I must advise that this cookie is not suitable for shipping. The cookies alone could go, but the cream would not make the trip very well. They would, however, be wonderful for local delivery. They remind me of being a kid… in a very grown-up way.
savour… sweet sophistication
Cookie Week Tip #2
If you are baking several cookies, be sure to make a shopping list from all of the recipes at once. Beyond that, consider making recipes that will use one ingredient more than once to stretch your dollar. For example, the mascarpone will be used in another recipe this week.

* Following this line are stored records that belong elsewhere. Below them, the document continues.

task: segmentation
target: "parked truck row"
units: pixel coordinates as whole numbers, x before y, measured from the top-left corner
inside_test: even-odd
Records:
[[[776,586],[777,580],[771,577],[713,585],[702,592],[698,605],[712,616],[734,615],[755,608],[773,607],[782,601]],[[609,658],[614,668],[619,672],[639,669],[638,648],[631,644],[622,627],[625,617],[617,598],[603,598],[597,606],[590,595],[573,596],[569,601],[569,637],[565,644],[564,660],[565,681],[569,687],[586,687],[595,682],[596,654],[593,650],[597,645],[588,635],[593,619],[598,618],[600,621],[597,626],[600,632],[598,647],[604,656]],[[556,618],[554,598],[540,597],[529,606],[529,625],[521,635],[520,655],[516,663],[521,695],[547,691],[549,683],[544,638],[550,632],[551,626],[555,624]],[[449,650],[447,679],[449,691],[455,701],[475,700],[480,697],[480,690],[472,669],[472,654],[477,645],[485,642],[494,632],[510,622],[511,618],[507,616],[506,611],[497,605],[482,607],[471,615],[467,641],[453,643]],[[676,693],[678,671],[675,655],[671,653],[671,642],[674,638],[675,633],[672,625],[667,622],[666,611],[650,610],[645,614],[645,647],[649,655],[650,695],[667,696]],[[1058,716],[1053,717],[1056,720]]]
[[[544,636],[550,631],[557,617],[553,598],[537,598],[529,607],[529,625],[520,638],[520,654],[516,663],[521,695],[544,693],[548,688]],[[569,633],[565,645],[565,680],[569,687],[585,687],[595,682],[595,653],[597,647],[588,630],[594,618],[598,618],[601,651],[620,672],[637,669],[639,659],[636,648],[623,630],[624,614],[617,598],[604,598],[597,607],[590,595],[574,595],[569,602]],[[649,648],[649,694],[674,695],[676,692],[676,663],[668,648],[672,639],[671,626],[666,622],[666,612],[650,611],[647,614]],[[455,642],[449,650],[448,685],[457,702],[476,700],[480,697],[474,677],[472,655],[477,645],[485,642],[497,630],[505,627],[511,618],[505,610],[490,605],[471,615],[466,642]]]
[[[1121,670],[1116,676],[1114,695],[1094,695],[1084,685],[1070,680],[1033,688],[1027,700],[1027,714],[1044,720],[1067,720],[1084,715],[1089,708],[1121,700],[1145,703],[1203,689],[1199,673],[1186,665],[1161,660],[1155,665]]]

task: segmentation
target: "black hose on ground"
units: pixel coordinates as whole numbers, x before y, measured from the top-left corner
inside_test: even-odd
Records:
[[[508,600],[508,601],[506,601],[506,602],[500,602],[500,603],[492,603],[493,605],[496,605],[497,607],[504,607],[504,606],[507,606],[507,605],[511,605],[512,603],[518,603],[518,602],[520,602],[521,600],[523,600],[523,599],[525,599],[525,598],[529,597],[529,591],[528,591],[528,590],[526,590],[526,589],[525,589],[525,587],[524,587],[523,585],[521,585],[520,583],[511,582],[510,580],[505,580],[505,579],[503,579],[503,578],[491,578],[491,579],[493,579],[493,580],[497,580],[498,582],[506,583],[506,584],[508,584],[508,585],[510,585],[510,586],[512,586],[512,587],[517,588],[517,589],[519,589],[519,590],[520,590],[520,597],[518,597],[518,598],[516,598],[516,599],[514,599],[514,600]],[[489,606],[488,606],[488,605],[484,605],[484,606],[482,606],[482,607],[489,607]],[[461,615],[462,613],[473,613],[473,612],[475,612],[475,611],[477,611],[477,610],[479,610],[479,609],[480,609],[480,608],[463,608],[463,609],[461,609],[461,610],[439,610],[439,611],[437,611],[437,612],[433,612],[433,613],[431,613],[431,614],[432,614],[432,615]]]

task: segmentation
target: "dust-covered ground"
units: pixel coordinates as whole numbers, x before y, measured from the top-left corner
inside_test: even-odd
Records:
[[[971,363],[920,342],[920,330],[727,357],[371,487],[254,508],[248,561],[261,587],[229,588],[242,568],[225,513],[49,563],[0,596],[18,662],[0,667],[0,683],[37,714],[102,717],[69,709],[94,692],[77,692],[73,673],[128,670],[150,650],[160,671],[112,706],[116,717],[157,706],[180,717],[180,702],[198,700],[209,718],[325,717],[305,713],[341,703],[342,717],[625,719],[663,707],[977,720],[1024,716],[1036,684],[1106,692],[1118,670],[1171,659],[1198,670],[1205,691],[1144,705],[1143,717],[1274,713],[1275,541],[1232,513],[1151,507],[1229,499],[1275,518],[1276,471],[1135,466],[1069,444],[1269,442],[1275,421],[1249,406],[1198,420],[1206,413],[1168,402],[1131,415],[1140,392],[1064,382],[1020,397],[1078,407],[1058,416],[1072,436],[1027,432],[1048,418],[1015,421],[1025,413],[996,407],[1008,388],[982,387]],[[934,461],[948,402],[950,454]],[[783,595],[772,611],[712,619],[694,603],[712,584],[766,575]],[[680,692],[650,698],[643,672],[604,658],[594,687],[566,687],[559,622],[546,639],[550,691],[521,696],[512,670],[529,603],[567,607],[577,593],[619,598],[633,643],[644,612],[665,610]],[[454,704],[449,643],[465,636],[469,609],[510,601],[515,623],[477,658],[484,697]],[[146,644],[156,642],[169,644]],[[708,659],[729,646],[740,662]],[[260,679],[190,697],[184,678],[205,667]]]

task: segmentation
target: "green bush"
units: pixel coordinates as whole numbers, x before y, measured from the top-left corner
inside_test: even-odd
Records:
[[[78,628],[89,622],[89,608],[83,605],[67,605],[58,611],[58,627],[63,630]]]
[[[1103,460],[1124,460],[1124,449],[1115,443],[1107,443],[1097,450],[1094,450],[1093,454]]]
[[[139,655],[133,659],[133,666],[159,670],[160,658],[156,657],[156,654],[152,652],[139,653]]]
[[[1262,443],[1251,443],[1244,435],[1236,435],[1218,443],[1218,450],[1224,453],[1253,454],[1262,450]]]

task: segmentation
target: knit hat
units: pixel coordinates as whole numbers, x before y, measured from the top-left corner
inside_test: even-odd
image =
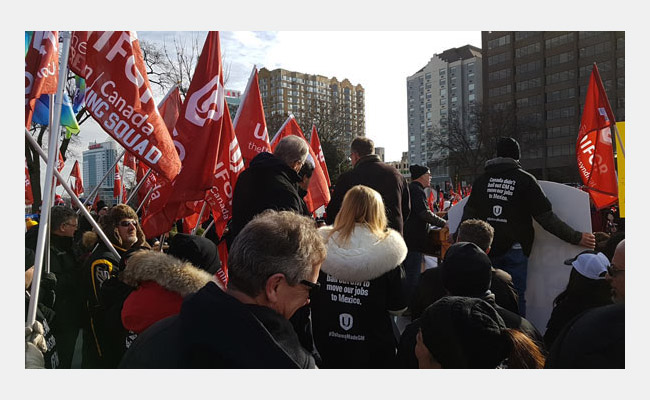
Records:
[[[609,266],[607,256],[593,250],[585,250],[573,258],[564,261],[565,265],[573,265],[580,275],[589,279],[605,279]]]
[[[35,257],[34,250],[25,247],[25,271],[34,266]]]
[[[217,245],[201,236],[177,233],[169,243],[169,255],[192,263],[214,275],[221,268]]]
[[[108,239],[117,246],[122,246],[122,239],[117,232],[117,226],[123,219],[132,219],[139,221],[138,214],[135,213],[135,210],[126,204],[118,204],[112,207],[110,210],[108,210],[108,214],[104,215],[99,220],[99,224]],[[133,247],[149,247],[145,244],[144,232],[142,231],[142,227],[140,226],[139,222],[135,229],[138,241],[133,245]]]
[[[442,368],[496,368],[508,356],[506,325],[481,299],[443,297],[424,310],[420,329]]]
[[[409,171],[411,171],[411,179],[418,179],[422,175],[429,172],[429,168],[413,164],[409,167]]]
[[[452,295],[483,297],[490,290],[492,263],[476,244],[459,242],[447,249],[440,273]]]
[[[31,218],[27,218],[27,219],[25,220],[25,226],[27,227],[27,229],[31,228],[31,227],[34,226],[34,225],[38,225],[38,222],[34,221],[34,220],[31,219]]]
[[[106,203],[104,202],[104,200],[99,200],[97,202],[97,211],[101,210],[104,207],[106,207]]]
[[[510,157],[519,160],[521,150],[519,143],[511,137],[502,137],[497,142],[497,157]]]

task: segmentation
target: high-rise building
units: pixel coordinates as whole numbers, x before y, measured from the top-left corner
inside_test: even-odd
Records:
[[[383,147],[375,147],[375,154],[381,159],[381,161],[385,161],[386,149]]]
[[[293,114],[306,135],[316,123],[319,136],[335,137],[343,152],[348,151],[352,138],[366,134],[365,96],[360,84],[280,68],[262,68],[259,83],[267,123],[276,116]],[[274,134],[269,130],[271,137]]]
[[[88,196],[115,163],[117,144],[112,140],[104,143],[91,142],[88,145],[88,150],[84,151],[82,155],[84,195]],[[110,173],[99,187],[99,198],[106,204],[115,204],[117,201],[113,198],[114,179],[115,171]]]
[[[537,178],[580,182],[576,139],[592,65],[625,120],[625,32],[482,32],[485,112],[514,114],[521,164]]]
[[[450,179],[442,162],[448,151],[435,143],[447,137],[452,116],[468,124],[482,100],[481,49],[466,45],[434,54],[406,79],[406,86],[409,162],[429,166],[432,184],[442,184]]]

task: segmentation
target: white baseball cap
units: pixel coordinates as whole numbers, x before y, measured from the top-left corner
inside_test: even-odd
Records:
[[[601,252],[585,250],[573,258],[564,261],[566,265],[573,265],[573,268],[580,275],[589,279],[605,279],[609,259]]]

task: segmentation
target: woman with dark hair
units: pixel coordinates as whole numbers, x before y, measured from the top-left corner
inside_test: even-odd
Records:
[[[600,252],[586,250],[564,262],[573,265],[566,289],[553,300],[544,342],[550,349],[562,328],[575,316],[594,307],[612,304],[605,280],[609,260]]]
[[[418,319],[415,355],[425,368],[543,368],[544,356],[525,334],[508,329],[486,301],[447,296]]]

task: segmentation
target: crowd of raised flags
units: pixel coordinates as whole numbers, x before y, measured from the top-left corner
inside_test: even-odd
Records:
[[[256,67],[253,67],[240,107],[231,123],[224,96],[223,65],[218,32],[209,32],[184,101],[173,87],[156,105],[135,32],[75,31],[70,33],[67,67],[76,74],[71,101],[64,93],[60,124],[68,135],[79,132],[75,114],[81,107],[125,149],[123,166],[135,171],[142,226],[147,237],[172,229],[178,219],[195,228],[212,214],[216,234],[224,234],[232,211],[232,195],[239,174],[250,160],[273,151],[287,135],[305,138],[289,115],[269,140]],[[48,125],[59,76],[57,31],[27,32],[25,39],[25,127]],[[53,96],[52,96],[53,97]],[[611,128],[615,119],[596,65],[589,82],[576,142],[584,189],[598,209],[618,200]],[[618,137],[618,132],[616,132]],[[619,138],[620,141],[620,138]],[[309,160],[315,170],[306,204],[311,212],[327,205],[331,182],[316,131],[312,127]],[[622,148],[622,143],[621,148]],[[623,150],[624,152],[624,150]],[[623,153],[624,154],[624,153]],[[58,154],[60,172],[63,158]],[[124,171],[122,171],[124,172]],[[83,192],[79,165],[71,172],[73,193]],[[47,190],[47,182],[46,182]],[[471,187],[449,190],[449,206],[469,196]],[[114,196],[127,201],[119,167],[115,164]],[[448,208],[442,192],[429,195],[429,207]],[[96,202],[98,196],[94,197]],[[88,199],[90,201],[93,199]],[[33,196],[27,165],[25,203]],[[226,267],[227,253],[220,247]],[[225,283],[224,277],[224,283]]]

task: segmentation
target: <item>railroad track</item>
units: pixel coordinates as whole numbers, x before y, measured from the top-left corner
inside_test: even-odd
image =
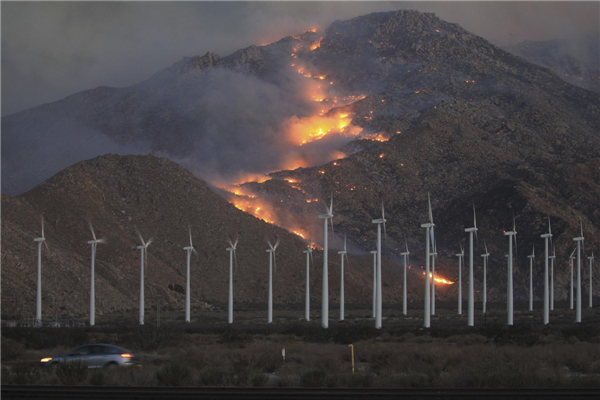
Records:
[[[597,399],[599,389],[214,388],[3,385],[2,399]]]

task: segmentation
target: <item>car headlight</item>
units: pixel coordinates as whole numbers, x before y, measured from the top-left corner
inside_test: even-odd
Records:
[[[46,357],[46,358],[42,358],[40,361],[41,361],[41,362],[48,362],[48,361],[50,361],[50,360],[52,360],[52,357]]]

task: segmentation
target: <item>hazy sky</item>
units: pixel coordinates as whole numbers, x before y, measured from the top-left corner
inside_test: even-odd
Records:
[[[127,86],[184,56],[221,56],[337,19],[434,12],[498,45],[597,32],[591,2],[1,2],[2,115]]]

Only 4 ounces was necessary for this recipe and 4 ounces for later, so I didn’t have half of a container going unused. Be sure to calculate your need for flour and butter carefully.
Before you start:
This dough may seem a bit unusual at first. It is quite dry and will need to be mashed together. The result is a cookie that snaps… less like shortbread, more like oreo.
The mascarpone filling will work best if refrigerated first.
Transfer cookies from work surface to parchment-lined tray with a spatula. They are quite delicate before baking.
This recipe yields 10-12 cookie sandwiches.
- 1 stick unsalted butter, softened
- 2/3 cup confectioners’ sugar / 100g
- 2/3 cup flour / 90g
- ¼ cup cornstarch / 35g
- 1/3 cup unsweetened baking cocoa / 40g
- ¼ cup mini chocolate chips for garnish
- ¼ cup unsalted butter, softened
- 4 oz mascarpone cheese
- 1 ½ cups confectioners’ sugar
- ½ teaspoon vanilla
- Preheat oven to 350˚F.
- Cream the butter and sugar together in a medium bowl until light and fluffy.
- Sift the flour, cornstarch, and cocoa over the butter/sugar.
- Mix until well combined to form a dough.
- Roll out dough to a thickness of 1/8 to 1/4 inch on a lightly floured surface.
- Cut out cookies with a square cutter and bake on a parchment-lined sheet for 12-15 minutes.
- Remove from oven and cool completely on a wire rack.
- Fill with mascarpone cream and press sides in mini chips to coat.
- Beat the butter in a medium bowl until smooth.
- Add the mascarpone cream and blend until well combined and smooth.
- Add the sugar and vanilla and blend until smooth (about 2 min).
- Refrigerate for at least an hour before using.